By Guy Berger, Hana.

In a world of expanding information, journalists will have to re-assemble their erstwhile audiences by serving them through print, online, broadcast and mobile, says Australian journalism professor Stephen Quinn.

“Media (today) is fragmenting, breaking into smaller niche markets. Journalists therefore have to learn to cater for many different audiences – to re-aggregate and reach more of the audience,” he said.

Speaking to a meeting of the Unesco-sponsored body, Journet in Tunis today (13 November), Quinn described how public habits were changing in the First World. “Instead of the daily routine of reading newspaper or watching the evening TV news, now it is something we do on the run. You grab info snatches while reading email, or summaries while driving.”

In some places, men even caught up by scanning newspapers displayed on the walls restaurant toilets, said the Deakin University academic.

Quinn cited research that US citizens could be consuming an average of 11 hours of media daily by 2008. Already, he said, more than half these people last year were spending more of their time online and less watching TV. Two in three of them went online daily to get news.

Highlighting the impact of the Internet on old media, Quinn said a total of 21 hours a week were spent surfing the web in the USA, compared to three hours reading newspapers.He also noted that when the BBC recently retrenched many journalists, none were laid off on the online section. “In fact, they are hiring”.

The professor showed parts of the BBC website which had small amounts of text next to interactive graphics. “It’s a very different type of journalism,” he pointed out.

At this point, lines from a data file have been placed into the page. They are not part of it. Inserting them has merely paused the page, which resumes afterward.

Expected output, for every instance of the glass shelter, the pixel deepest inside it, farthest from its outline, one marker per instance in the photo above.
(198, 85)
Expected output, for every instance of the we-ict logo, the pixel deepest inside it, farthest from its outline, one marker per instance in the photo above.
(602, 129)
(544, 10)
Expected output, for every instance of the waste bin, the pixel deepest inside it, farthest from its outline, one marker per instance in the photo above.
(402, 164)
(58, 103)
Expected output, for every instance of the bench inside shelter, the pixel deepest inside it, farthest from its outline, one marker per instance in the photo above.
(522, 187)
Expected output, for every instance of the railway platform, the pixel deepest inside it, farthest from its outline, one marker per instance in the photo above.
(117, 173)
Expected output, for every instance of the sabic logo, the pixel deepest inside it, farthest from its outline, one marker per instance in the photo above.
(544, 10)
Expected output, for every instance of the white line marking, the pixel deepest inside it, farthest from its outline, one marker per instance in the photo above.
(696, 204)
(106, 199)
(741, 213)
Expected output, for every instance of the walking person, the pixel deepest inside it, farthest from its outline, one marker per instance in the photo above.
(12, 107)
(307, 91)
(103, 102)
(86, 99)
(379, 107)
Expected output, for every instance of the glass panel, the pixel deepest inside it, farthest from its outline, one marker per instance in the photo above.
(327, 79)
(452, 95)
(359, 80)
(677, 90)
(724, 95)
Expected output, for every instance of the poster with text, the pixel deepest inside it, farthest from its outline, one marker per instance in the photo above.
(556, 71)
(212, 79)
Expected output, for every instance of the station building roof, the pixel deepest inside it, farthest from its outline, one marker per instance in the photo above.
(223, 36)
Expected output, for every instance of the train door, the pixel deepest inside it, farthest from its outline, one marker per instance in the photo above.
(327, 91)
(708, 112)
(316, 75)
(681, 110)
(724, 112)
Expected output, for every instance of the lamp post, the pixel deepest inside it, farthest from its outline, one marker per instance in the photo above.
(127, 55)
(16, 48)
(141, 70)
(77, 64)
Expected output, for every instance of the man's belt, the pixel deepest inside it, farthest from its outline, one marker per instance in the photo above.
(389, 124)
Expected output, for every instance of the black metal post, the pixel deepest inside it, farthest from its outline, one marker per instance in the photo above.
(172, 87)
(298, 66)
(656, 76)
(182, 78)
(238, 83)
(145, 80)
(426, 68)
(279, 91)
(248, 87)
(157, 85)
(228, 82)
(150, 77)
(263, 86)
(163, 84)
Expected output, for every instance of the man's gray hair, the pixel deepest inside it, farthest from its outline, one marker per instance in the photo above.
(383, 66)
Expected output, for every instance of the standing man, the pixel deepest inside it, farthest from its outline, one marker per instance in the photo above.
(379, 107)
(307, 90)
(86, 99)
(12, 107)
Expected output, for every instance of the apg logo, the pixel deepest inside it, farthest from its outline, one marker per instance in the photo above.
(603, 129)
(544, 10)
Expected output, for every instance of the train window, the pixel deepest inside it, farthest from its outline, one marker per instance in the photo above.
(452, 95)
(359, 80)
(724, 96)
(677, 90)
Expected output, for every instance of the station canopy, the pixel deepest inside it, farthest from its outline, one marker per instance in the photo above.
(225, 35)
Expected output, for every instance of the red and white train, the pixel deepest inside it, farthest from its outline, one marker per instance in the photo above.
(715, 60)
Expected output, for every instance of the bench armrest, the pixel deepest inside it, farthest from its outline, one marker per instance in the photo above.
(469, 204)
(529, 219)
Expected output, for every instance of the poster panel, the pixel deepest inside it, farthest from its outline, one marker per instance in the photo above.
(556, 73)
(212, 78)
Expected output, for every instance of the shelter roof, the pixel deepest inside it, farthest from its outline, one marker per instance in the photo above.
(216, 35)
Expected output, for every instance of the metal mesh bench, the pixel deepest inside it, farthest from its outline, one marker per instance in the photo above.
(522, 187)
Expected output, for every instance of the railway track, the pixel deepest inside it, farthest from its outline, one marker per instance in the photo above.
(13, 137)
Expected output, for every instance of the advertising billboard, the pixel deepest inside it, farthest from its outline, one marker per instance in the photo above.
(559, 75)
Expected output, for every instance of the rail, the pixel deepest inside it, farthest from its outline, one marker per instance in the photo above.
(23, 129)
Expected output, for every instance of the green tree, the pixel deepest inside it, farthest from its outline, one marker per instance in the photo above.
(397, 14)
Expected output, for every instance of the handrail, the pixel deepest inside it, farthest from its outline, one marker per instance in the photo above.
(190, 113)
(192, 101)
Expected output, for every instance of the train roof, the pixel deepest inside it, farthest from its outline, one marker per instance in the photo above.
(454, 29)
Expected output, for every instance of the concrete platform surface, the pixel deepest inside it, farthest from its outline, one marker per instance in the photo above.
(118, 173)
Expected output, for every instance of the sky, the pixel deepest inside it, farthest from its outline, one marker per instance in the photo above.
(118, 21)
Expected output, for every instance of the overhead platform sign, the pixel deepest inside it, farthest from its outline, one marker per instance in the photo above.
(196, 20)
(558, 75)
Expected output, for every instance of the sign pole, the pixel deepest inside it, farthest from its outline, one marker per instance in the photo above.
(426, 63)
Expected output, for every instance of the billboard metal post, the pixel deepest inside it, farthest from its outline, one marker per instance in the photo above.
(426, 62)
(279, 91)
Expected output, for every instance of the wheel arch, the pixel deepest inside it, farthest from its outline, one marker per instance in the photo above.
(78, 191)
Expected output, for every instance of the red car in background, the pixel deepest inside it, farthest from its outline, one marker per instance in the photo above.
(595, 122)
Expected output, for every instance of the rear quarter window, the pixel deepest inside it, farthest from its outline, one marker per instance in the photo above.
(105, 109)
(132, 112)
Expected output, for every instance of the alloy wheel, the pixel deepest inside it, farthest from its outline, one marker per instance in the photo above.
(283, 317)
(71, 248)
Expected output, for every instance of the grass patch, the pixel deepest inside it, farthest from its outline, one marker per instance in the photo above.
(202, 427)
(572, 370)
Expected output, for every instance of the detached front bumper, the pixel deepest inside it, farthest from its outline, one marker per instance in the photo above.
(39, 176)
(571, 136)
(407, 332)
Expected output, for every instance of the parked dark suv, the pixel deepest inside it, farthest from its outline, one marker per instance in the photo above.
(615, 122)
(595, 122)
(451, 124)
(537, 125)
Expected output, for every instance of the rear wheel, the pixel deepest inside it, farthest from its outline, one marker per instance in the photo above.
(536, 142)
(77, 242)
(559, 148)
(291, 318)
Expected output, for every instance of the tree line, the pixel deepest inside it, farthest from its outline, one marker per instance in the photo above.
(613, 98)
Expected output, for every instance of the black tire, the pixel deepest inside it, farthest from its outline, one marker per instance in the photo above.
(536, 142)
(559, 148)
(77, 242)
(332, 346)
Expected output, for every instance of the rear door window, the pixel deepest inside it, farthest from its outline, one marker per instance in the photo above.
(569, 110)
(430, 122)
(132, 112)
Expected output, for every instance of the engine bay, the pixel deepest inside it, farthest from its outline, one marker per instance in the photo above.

Quinn further urged the media to appreciate people’s desire and need for community. He said this underpinned the success of blogging – individual’s personal accounts posted on the internet which allow for interaction by readers.

More Americans read blogs each day than newspapers, said Quinn, citing research by the Pew Centre. Many ordinary people were also nowadays contributing content to the mass media – the BBC had received 25 000 emails in the first week of the Tsunami, and 50 video clips or pictures (taken with cellphones) within one hour of the London bombing.

According to the professor, already half of teenagers in the USAhave contributed content for the web. “Personal journalism” was now being created in the form of “moblogs” – web content created by cellphones, “pod casting” – audio programmes distributed for listening to on an MP3 player, and “vlogs” in the form of online video generated by cellphone.

Quinn argued, however, that“if anyone is going to blog, it should be journalists because they have the traditional skills in research, writing, interviewing - which make them better bloggers than the people who produce a lot of rubbish”.

So, what’s the mass media to make of this new world? Quin proposed:

  • Journalists should be aware of the range of platforms, including mobile phones, even if they - as individuals - only achieve excellent skills in a single medium.
  • Knowledge management should be gained so that journalists could move beyond chaotic research skills and difficulties in building on past stories.
  • Journalists should realise that news was no longer fixed to a deadline. Instead, they now had to cover the range of stories –those that were always breaking, those which were developing, and those in need of a wrap up.

In case, this new world sounds only like a lot of extra work for journalists, Quinn also made some compensatory recommendations:

  • Newsrooms should become more relaxed places in order to stimulate creativity. “Instead of buckets of coffee and cigarettes on the hour, you could be getting your neck massaged or listening to peaceful music as you type – these are experiments being done today.”
  • Designs of newsrooms were changing so that journalists could benefit from seating plans that made for easier workflow, communication and innovative thinking with colleagues.

More than 20 journalism teachers from 15 countries around the world are attending the Journet conference, which is timed to coincide with the World Summit on the Information Society in Tunis.